Hayallerimize kavuşamadan ve kabre hazırlanamadan
ölmek...
Geriye dönmek istemek ama dönememek
Ahir zamanı tüm teferruatlarıyla yaşadığımız şu zamanda çok
acayip ve inanılması güç hadiselere şahid oluyoruz.
“Bu nasıl olabiliyor?Nasıl
yapabiliyorlar?Hiç insan bunu yapar mı?...” gibi sözler sarf
edebiliyoruz hayretimizi ifade etmek için.

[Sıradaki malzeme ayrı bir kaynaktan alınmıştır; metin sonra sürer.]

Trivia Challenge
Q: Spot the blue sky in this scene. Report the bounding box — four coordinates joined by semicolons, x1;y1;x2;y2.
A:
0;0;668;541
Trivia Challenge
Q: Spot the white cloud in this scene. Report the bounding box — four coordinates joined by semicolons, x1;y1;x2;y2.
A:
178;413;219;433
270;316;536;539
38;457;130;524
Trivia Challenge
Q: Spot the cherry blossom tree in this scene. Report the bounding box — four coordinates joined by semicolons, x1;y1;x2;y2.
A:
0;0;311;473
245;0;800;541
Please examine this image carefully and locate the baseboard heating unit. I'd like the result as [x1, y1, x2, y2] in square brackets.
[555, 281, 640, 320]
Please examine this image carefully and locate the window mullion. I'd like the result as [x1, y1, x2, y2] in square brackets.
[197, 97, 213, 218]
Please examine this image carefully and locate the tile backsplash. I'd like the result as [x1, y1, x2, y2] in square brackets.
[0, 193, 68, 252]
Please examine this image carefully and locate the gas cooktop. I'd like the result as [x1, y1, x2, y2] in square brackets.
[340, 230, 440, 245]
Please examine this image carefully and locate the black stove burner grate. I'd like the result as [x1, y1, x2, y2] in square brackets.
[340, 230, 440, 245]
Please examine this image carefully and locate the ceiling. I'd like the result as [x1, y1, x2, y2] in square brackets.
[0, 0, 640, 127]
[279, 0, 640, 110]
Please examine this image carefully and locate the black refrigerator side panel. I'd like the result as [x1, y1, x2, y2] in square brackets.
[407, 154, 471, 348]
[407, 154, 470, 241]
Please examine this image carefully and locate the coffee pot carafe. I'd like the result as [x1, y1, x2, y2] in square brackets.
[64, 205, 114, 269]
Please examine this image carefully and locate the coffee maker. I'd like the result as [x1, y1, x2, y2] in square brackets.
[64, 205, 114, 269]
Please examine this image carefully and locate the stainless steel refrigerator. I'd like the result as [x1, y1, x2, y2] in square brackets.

Kainatın efendisi olan Efendimiz (sav) bu
durumu binlerce yıl önceden nasıl haber vermiş?
Ebu Musa’dan rivayetle:
“Kıyametten önce muhakkak herç vardır.
Sordum:
“-Ey Allah’ın Rasulu herç nedir?”.
”Katl”dir cevabını verdi. Bunun üzerine
orada bulunan Müslümanlardan bazıları:
“-Ey Allah’ın Rasulü (bunu
belirtmeniz niye?)Biz şimdiden bir yılda şu kadar çok müşrik
öldürdük” derler.
Hz.Peygamber (sav) muhatablarının yanlış
anladıklarını görerek şu açıklamayı yaptı: “-Benim kastım
müşriklerin öldürülmesi değildir.(o gün gelince)birbirinizi
öldüreceksiniz. O kadar ki kişi komşusunu,amca oğlunu ve
akrabalarını öldürecek.” Cemaatten bazıları (hayretle)
tekrar sordu:
“-Ya Rasulallah!O zaman aklımız başımızda
olduğu halde mi bunu yapacağız?”
Efendimiz (sav):
“-Hayır bu esnada akıl kalmaz.(Aşırı
hırs ve cehalet sebebiyle) o devir insanlarının ekseriyetinin aklı
ortadan kalkar. Bu durumda halk içinde ortaya çıkan akıldan
mahrum bir ayak takımı öncekilerin yerine geçer.”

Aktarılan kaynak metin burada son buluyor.